Posted: Sun Dec 22, 2024 8:22 pm
by Aurelian
Do you think someone like Walker or Harper will respond to this soon?

Re: A Review of Academic Use of the Term “Minor Attracted Persons”

Posted: Mon Dec 23, 2024 12:30 pm
by BLueRibbon
Aurelian wrote: Sun Dec 22, 2024 8:22 pm Do you think someone like Walker or Harper will respond to this soon?
You could e-mail them. Researchers are generally seriously interested in their topic of research and happy to respond.

Re: A Review of Academic Use of the Term “Minor Attracted Persons”

Posted: Sun Feb 16, 2025 7:36 pm
by Jim Burton
Salter's paper has been approvingly cited many hundreds of times on X, suggesting that its net effect has been to delegitimize claims initiatives such as B4U-ACT and Mu are hoaxes.

https://monash.altmetric.com/details/167568841/twitter

Re: A Review of Academic Use of the Term “Minor Attracted Persons”

Posted: Mon Feb 17, 2025 1:46 am
by Aurelian
Jim Burton wrote: Sun Feb 16, 2025 7:36 pm Salter's paper has been approvingly cited many hundreds of times on X, suggesting that its net effect has been to delegitimize claims initiatives such as B4U-ACT and Mu are hoaxes.

https://monash.altmetric.com/details/167568841/twitter
I'm frustrated that apparently no MAP-Researcher or B4U-ACT have already made a counter criticism to this paper.
Also, pedophile activism should sound be something necessary bad by academic or technical point of view?

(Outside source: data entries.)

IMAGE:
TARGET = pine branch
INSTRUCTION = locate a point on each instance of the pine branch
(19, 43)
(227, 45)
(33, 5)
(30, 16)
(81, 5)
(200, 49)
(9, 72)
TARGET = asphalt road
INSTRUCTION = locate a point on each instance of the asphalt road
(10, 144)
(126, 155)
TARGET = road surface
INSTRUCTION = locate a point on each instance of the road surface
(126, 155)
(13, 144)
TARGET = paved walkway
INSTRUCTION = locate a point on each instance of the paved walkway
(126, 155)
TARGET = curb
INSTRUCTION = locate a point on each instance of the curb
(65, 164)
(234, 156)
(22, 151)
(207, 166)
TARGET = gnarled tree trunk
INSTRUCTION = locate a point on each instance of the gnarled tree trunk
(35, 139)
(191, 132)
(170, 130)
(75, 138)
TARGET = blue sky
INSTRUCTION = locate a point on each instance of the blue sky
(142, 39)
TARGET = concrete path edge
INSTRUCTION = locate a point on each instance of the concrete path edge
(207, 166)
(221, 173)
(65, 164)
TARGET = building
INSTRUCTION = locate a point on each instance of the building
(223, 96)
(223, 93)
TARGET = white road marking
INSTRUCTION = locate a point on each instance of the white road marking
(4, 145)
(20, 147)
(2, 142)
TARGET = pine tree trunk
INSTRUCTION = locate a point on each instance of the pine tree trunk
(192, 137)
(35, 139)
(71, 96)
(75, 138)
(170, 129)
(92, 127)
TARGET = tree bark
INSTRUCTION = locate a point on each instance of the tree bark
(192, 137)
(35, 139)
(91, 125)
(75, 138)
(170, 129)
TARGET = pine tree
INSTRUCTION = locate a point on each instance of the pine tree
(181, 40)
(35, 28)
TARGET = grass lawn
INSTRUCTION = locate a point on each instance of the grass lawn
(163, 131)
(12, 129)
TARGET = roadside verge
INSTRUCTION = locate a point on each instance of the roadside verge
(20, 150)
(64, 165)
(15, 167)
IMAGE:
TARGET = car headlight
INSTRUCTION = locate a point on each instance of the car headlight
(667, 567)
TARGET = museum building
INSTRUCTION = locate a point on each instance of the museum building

Sounds like a form of genetic fallacy from Salter and their colleagues, since the term "pedophile activist" is nearly used to label everyone that defy the hegemonic presumption that the whole society have about attraction to minors.
It can also have a good side, can't it? At least more people are knowing about MAPs.

Re: A Review of Academic Use of the Term “Minor Attracted Persons”

Posted: Mon Feb 17, 2025 2:02 am
by Fragment
Jim Burton wrote: Sun Feb 16, 2025 7:36 pm Salter's paper has been approvingly cited many hundreds of times on X, suggesting that its net effect has been to delegitimize claims initiatives such as B4U-ACT and Mu are hoaxes.

https://monash.altmetric.com/details/167568841/twitter
The article itself is mostly bullshit, but it brings visibility.

Salter is an anti of the worst kind. But even antis can serve a purpose.

Re: A Review of Academic Use of the Term “Minor Attracted Persons”

Posted: Sat Mar 22, 2025 2:13 pm
by Aurelian
B4U-ACT have provided a response in their later review.